Hati Nurani pada Kasus Bibit-Chandra

PENGADILAN Tinggi (PT) DKI Jakarta menolak permohonan banding Kejaksaan Agung (Kejagung) atas putusan Pengadilan Negeri (PN) Jakarta Selatan yang mengabulkan permohonan praperadilan atas penerbitan SKPP (surat ketetapan penghentian penuntutan) dugaan suap yang melibatkan Bibit Samad Rianto dan Chandra M. Hamzah. Dalam putusan yang dikeluarkan kemarin (3/6), hakim tinggi menganggap, untuk menghentikan proses hukum kasus Bibit-Chandra, kejaksaan seharusnya menggunakan deponering, bukan menerbitkan SKPP.

Alasannya, deponering merupakan langkah kejaksaan untuk mengesampingkan perkara sesuai dengan ketentuan pasal 25 huruf C UU No 16 Tahun 2004 tentang Kejaksaan. Berdasar pasal tersebut, perkara dapat dikesampingkan apabila ada kepentingan umum yang lebih mendesak daripada melanjutkan proses hukum. Seperti diketahui, penerbitan SKPP selama ini cenderung dilatari desakan publik soal gelagat kriminalisasi dalam kasus tersebut.

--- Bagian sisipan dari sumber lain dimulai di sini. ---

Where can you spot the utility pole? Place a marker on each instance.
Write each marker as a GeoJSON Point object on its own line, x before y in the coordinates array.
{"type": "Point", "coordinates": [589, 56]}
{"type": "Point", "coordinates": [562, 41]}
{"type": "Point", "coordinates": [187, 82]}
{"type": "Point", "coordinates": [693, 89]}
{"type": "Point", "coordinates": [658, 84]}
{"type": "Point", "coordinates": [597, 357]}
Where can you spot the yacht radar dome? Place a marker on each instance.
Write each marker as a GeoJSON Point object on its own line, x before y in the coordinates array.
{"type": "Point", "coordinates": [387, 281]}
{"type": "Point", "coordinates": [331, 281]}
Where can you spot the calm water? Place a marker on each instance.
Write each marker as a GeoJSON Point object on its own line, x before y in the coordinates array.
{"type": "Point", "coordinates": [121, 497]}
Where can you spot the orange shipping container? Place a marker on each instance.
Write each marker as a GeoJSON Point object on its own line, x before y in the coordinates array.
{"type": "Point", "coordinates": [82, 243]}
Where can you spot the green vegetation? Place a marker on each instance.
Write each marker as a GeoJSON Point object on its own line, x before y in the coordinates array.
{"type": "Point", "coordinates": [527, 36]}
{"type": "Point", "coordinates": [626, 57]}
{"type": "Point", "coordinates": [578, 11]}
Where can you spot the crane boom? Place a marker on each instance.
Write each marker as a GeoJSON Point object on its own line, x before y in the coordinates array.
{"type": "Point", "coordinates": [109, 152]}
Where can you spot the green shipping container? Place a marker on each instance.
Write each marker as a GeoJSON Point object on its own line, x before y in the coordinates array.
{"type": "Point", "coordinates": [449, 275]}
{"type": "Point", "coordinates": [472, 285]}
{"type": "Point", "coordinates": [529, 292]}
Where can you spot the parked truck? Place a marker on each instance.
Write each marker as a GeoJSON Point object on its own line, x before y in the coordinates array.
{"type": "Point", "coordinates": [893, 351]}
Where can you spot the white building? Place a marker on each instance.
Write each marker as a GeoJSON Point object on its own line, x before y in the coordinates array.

Putusan PT DKI Jakarta itu menjadi tahap baru dalam kasus Bibit-Chandra. Masyarakat yang sebenarnya telah ditenangkan oleh penghentian kasus tersebut ternyata kembali dibangunkan. Hati nurani akan kembali terusik putusan perkara praperadilan yang diajukan oleh Anggodo Widjojo itu. Masyarakat tentu tidak terima jika Bibit-Chandra yang selama ini diyakini bersih tiba-tiba harus diadili karena perkara suap, tanpa dihadirkan dulu Yulianto. Yulianto yang merupakan saksi kunci berdasar pengaduan Ari Muladi tersebut menjadi perantara penyerahan uang suap dari Anggodo kepada Bibit-Chandra.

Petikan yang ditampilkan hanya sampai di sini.